記事のポイント
- 大阪万博の大屋根リングには、国産の木材が7割程度、外国産が約3割使われた
- 外国産は輸送時にCO2が排出されるが、環境よりコストが優先される結果となった
- その他、海洋プラごみや子どもの体験格差から、万博のサステナビリティについて考える
2025年4月13日、大阪・関西万博が開幕する。世界中からたくさんの人やモノが集まり、地球規模のさまざまな課題に取り組むために、世界各地から英知が集まる場とされる。一方で、万博のサステナビリティについては課題もある。

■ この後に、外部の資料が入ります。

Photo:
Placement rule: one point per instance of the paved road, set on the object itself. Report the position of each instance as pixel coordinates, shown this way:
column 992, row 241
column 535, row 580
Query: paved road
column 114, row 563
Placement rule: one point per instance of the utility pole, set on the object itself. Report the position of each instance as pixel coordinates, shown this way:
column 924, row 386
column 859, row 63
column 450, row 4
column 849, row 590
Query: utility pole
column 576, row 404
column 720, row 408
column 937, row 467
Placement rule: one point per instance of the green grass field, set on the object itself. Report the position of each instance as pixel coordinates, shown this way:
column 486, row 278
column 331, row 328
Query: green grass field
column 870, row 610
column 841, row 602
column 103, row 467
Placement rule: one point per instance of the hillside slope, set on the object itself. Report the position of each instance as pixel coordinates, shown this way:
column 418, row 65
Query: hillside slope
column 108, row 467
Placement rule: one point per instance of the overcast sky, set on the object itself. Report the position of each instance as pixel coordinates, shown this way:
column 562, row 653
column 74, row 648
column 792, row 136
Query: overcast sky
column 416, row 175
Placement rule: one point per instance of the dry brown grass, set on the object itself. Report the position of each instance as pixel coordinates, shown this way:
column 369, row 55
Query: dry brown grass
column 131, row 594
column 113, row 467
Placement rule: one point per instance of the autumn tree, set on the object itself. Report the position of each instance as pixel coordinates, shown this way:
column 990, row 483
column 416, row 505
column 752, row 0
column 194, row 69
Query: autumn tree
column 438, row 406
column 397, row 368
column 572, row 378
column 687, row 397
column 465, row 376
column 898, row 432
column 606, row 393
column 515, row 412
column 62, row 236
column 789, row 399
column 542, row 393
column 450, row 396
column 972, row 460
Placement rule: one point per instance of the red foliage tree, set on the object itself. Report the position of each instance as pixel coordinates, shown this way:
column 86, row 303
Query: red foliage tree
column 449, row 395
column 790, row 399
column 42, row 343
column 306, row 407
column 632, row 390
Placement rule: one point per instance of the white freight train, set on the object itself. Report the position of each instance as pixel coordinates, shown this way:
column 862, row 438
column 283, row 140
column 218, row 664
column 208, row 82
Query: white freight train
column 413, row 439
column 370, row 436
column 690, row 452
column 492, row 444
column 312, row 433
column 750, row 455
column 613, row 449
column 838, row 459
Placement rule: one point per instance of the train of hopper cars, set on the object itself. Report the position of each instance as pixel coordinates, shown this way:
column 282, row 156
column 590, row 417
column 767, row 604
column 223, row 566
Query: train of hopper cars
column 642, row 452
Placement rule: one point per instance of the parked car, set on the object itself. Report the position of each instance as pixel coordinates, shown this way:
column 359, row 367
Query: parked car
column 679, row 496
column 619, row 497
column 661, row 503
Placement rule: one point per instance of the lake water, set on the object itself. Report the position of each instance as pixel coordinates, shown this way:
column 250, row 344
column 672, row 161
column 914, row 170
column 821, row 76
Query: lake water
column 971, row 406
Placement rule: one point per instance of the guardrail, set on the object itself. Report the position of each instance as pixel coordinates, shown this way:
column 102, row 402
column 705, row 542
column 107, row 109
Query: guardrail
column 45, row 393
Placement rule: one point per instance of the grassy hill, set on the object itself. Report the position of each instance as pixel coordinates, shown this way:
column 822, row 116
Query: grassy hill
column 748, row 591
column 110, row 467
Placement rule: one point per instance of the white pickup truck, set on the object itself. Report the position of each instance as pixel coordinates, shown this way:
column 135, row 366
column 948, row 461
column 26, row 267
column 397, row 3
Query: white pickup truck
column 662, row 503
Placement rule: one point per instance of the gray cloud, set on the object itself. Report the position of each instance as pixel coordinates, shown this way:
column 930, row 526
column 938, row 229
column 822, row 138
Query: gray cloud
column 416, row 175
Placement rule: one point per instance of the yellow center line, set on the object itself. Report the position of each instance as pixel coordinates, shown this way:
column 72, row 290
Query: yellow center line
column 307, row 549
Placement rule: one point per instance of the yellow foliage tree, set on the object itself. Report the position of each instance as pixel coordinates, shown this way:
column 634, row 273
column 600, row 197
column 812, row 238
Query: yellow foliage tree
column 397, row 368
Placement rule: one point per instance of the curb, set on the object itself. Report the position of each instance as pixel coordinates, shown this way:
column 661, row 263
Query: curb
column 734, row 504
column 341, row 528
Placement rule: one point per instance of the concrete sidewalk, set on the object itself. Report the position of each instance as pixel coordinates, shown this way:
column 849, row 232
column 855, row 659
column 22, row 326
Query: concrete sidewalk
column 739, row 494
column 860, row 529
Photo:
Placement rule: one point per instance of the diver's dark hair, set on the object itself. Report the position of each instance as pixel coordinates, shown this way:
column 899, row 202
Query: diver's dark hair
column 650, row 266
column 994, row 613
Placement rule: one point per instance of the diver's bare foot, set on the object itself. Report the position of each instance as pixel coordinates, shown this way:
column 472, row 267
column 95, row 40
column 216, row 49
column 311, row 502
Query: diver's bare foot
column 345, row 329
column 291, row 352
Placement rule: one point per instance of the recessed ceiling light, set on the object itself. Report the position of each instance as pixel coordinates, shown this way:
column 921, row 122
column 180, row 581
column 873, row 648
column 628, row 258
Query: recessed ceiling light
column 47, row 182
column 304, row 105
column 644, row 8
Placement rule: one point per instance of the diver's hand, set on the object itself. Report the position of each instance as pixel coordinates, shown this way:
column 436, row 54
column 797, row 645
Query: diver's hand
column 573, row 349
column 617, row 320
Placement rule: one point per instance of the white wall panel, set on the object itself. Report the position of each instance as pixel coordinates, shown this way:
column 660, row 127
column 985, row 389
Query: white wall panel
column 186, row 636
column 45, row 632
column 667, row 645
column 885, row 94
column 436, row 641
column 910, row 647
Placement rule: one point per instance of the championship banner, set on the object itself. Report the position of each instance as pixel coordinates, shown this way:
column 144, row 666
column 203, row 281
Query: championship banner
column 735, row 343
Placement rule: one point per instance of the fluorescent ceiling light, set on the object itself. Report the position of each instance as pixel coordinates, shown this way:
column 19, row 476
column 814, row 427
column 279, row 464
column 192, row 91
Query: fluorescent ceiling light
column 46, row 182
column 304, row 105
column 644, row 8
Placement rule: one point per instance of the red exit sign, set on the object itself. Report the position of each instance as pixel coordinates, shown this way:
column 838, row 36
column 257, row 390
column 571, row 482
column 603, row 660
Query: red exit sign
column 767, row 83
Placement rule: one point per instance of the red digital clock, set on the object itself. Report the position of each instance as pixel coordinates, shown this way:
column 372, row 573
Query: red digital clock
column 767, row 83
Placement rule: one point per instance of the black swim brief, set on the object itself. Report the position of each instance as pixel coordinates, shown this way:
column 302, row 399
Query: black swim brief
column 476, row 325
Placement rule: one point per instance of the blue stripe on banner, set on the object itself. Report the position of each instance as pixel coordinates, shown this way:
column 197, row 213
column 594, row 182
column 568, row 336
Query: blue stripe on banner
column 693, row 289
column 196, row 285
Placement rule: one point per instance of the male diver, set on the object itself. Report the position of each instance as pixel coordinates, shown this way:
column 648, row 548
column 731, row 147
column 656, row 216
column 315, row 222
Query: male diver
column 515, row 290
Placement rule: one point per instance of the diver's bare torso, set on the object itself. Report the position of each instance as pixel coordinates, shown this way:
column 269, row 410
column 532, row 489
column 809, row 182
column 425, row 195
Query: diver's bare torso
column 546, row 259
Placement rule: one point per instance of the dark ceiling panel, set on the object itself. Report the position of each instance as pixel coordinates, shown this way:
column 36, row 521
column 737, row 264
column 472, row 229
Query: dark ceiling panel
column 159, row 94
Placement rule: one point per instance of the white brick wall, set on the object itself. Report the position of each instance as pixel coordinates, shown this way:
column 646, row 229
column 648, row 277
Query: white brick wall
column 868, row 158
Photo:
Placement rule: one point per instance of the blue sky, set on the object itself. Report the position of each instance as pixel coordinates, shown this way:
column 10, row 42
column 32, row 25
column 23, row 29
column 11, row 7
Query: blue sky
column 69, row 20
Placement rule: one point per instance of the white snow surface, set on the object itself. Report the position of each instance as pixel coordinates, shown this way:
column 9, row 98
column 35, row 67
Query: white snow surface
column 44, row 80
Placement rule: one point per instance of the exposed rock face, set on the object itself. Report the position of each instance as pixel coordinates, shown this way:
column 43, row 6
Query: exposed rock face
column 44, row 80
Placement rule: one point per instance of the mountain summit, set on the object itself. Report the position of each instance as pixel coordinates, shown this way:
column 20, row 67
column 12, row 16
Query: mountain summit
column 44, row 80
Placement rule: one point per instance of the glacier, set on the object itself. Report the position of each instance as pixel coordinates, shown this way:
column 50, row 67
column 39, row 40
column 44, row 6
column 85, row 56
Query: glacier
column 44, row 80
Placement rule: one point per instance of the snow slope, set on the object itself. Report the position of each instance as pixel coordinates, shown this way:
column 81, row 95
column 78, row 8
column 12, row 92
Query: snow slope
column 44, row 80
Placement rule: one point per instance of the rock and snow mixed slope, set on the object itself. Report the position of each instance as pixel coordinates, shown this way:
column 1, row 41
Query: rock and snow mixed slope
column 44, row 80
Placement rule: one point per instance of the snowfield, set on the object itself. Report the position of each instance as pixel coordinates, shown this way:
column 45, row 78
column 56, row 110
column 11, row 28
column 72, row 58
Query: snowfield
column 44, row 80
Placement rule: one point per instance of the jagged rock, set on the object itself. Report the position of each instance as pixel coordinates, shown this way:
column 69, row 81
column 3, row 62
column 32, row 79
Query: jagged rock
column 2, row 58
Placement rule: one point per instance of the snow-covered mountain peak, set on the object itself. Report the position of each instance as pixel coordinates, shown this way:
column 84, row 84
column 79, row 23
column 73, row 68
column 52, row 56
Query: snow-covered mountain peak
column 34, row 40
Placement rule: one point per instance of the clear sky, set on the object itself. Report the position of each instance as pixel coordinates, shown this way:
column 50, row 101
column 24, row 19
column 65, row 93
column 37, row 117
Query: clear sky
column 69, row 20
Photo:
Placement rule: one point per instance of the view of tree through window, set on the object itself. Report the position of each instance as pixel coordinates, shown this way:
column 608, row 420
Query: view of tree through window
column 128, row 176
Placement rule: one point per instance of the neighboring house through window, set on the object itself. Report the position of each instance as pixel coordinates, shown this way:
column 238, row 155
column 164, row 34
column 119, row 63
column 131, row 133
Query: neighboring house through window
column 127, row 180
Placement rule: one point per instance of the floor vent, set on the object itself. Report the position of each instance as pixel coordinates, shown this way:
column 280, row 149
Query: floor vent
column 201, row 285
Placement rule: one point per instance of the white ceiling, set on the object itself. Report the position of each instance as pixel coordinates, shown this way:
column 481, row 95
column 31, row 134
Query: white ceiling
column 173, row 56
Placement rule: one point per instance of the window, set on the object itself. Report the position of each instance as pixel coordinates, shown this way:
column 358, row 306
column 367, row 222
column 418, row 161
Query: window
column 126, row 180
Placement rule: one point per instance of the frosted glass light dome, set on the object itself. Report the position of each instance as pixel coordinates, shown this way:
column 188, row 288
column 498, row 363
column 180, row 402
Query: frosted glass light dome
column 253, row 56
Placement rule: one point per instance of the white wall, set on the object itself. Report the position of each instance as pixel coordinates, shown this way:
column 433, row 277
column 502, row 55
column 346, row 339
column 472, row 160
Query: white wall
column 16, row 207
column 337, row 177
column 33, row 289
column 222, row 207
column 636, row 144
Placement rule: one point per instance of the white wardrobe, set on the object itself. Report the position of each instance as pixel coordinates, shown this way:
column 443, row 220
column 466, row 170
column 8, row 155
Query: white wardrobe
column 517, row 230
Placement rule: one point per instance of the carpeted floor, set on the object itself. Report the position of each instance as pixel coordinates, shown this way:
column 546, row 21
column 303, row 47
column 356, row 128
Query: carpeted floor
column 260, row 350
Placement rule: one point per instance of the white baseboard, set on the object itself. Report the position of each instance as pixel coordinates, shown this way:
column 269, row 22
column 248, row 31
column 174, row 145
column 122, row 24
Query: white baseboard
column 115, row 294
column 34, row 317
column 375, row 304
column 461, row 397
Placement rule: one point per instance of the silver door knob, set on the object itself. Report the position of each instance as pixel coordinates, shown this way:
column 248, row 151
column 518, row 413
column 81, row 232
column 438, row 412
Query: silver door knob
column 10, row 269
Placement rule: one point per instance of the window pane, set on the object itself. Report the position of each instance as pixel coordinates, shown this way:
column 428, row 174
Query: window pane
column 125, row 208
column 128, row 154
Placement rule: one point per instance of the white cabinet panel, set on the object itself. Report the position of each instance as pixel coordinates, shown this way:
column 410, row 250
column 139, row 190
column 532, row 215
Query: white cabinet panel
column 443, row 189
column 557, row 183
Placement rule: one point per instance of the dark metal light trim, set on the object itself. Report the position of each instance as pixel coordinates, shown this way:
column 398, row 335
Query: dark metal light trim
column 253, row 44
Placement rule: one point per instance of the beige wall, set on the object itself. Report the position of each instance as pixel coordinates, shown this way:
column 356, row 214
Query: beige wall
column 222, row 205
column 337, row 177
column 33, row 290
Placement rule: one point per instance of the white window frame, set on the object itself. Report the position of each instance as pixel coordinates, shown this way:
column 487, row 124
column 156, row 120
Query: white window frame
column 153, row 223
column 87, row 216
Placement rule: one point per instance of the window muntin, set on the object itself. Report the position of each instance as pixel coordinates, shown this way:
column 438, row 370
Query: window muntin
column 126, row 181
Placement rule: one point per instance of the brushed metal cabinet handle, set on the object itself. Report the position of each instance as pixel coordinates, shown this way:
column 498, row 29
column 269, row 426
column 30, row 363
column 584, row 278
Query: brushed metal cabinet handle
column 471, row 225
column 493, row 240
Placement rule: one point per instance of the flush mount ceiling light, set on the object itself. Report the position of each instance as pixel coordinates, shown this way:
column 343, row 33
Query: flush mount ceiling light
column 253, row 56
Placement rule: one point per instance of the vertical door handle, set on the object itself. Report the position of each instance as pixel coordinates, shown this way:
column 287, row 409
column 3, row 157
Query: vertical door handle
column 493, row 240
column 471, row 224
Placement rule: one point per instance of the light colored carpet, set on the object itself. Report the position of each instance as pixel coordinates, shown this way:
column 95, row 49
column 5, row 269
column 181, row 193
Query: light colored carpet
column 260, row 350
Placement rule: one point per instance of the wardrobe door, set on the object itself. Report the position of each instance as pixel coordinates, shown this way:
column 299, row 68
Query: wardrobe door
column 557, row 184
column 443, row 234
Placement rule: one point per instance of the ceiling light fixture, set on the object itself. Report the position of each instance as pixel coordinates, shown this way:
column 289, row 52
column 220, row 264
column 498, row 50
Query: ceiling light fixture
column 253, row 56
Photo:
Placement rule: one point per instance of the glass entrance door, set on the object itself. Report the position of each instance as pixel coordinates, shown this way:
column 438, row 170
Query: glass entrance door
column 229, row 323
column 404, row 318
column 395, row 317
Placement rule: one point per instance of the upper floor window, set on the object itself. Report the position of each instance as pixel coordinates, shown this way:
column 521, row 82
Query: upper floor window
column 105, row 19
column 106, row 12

(CLASS EARTH株式会社 代表取締役・高岸 遥)
大阪万博は、2005年に開催された「愛・地球博」に続き、20年ぶりに日本で開催される国際博覧会である。一方で、サステナビリティについてはさまざまな課題がある。
例えば、今回の万博の象徴となっている、藤本壮介氏がデザインした世界最大級の木造建築となる「大屋根リング」だ。
建築デザインとして楽しみな反面、素材となる木材に外国産が3割程度使われていることは残念なことである。
運搬によるCO2排出量の高い外国産の木材を輸入した理由は、コスト以外に思い当たらない。
■日本には使うべき木材が豊富にある
昨今の日本の深刻な林業問題を鑑みると、日本には使うべき木材が豊富すぎるくらいにある。また、間伐が必要なエリアも関西に多く存在する。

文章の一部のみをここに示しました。